The sea-view suites or the Ocean Lounge provide excellent views of the offshore rock around which the whales congregate. Nearby, St Helena Bay attracts southern rights, humpbacks, Bryde's, orcas, Heaviside and dusky dolphins but is also notorious for mass strandings.
The intensely turquoise saltwater Langebaan lagoon, a bit closer to Cape Town, and part of the West Coast National Park, is a wetland of national importance. It's only six metres at its deepest, open to the sea – only one of three lagoons worldwide not fed by freshwater.
When the Atlantic is thundering against the outer peninsula, the lagoon is velvet smooth. From June to November, whales, particularly southern rights, enter nearby Saldanha Bay and the mouth of the 17-kilometre-long lagoon to calve. And a bonus - peak calving overlaps Langebaan's spring wildflower season.

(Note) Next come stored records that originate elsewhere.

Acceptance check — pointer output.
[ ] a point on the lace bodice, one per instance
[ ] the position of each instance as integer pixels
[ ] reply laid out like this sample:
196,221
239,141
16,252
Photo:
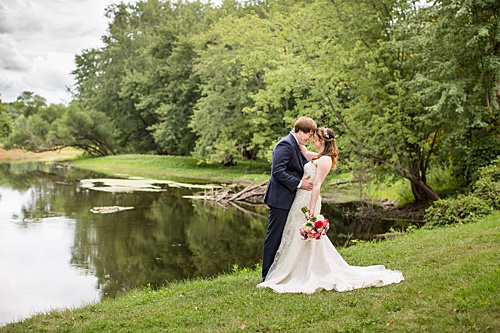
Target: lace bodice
302,197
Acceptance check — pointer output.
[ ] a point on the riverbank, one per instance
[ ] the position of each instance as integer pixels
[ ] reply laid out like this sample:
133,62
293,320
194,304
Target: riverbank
452,282
19,155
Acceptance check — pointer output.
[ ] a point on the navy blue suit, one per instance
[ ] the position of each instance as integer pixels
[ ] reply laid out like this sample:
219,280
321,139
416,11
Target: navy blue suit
286,172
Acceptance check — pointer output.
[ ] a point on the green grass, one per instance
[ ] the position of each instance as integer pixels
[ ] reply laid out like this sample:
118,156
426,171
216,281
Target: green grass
452,285
176,168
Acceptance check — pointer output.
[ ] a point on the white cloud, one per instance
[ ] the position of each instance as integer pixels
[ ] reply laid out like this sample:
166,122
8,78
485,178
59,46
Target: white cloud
39,40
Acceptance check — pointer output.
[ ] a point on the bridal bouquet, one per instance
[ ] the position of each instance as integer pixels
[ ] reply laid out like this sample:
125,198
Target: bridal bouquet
315,226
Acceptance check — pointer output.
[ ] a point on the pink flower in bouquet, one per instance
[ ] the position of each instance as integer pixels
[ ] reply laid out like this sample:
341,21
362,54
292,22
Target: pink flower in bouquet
318,224
315,226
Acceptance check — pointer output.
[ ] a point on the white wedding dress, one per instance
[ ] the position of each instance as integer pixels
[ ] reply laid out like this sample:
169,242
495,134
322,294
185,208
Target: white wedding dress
307,266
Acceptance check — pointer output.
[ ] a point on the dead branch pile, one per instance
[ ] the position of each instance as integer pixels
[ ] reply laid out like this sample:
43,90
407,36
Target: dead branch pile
251,194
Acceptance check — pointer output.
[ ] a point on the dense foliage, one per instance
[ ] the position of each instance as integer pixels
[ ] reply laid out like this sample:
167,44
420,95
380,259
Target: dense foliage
406,86
484,199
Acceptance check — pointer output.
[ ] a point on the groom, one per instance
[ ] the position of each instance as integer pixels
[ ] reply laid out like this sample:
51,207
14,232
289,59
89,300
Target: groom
286,173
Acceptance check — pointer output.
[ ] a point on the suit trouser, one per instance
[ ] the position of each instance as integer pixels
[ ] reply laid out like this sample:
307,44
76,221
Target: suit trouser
276,225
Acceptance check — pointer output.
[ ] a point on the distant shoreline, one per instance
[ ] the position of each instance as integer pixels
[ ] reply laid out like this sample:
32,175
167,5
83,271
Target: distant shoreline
20,155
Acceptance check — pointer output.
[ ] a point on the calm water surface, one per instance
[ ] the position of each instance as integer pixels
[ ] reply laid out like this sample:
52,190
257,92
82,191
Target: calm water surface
54,252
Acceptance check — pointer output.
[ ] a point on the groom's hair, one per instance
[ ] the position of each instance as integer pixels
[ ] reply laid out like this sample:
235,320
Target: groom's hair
304,124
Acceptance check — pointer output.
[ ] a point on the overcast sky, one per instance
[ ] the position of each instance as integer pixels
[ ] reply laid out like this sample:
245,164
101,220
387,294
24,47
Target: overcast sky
39,40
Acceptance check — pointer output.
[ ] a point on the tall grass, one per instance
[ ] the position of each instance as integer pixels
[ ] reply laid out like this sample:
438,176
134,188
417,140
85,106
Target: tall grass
452,284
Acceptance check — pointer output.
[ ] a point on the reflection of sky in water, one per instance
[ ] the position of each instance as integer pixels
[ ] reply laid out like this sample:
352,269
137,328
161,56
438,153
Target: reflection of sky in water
35,270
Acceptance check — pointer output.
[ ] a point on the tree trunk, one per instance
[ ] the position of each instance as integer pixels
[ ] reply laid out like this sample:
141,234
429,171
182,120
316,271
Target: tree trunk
418,176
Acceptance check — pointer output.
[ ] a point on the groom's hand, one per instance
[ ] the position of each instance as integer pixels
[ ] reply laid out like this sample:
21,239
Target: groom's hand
306,183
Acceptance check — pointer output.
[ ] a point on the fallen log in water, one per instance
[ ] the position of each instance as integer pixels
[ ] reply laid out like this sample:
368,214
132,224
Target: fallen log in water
230,194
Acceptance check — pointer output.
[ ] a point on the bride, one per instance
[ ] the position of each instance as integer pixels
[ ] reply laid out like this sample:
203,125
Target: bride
307,266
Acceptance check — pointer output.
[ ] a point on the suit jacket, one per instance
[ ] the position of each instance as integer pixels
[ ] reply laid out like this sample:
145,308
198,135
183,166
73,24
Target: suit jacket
286,172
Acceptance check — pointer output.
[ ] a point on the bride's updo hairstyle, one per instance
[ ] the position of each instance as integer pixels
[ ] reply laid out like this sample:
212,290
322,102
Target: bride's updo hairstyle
304,124
327,135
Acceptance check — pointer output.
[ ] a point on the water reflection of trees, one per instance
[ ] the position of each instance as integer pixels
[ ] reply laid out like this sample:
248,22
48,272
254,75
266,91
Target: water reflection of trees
164,238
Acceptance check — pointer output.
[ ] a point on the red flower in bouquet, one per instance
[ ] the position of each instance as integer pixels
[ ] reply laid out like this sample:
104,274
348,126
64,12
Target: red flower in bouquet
315,226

The lagoon-front "Langebaan by the Sea" is a simple, seaside, two-bedroom cottage. The wind-protected front porch has lovely views of lagoon and island. If you don't see whales, there are boat and kayak trips that allow you to appreciate their beauty and strange humanity.
As one whale lover put it: "Whales are different. They live in families, they play in the moonlight, they talk to one another and they care for one another in distress. They are awesome and mysterious. In their cold, wet, and forbidding world they are complete and successful. They deserve to be saved, not as potential meatballs but as a source of encouragement to mankind."
Fly Virgin Australia from Brisbane/Sydney/Melbourne to Perth, then South African Airways to Johannesburg, and Cape Town. See flysaa.com/au
Cape Point Villa and Cottage. $89 a night for two for the villa. See capepointcottage.co.za
The Milestone. From $177, minimum stay four nights. See capestay.co.za/milestone
Birkenhead House. From $588 for two full board, Wi-Fi. See birkenheadhouse.com
Petit Paradis. From $134 for the cottage, with Wi-Fi. See capestay.co.za/llandudnocottage
Strandloper Ocean Boutique Hotel. From $182 for two with breakfast, Wi-Fi. See strandloperocean.com
Langebaan By The Sea. From $124. See langebaanbeachhouse.com
Alison Stewart was a guest of South African Airways, Cape Point Villa and Strandloper, and was assisted by Birkenhead House and Petit Paradis.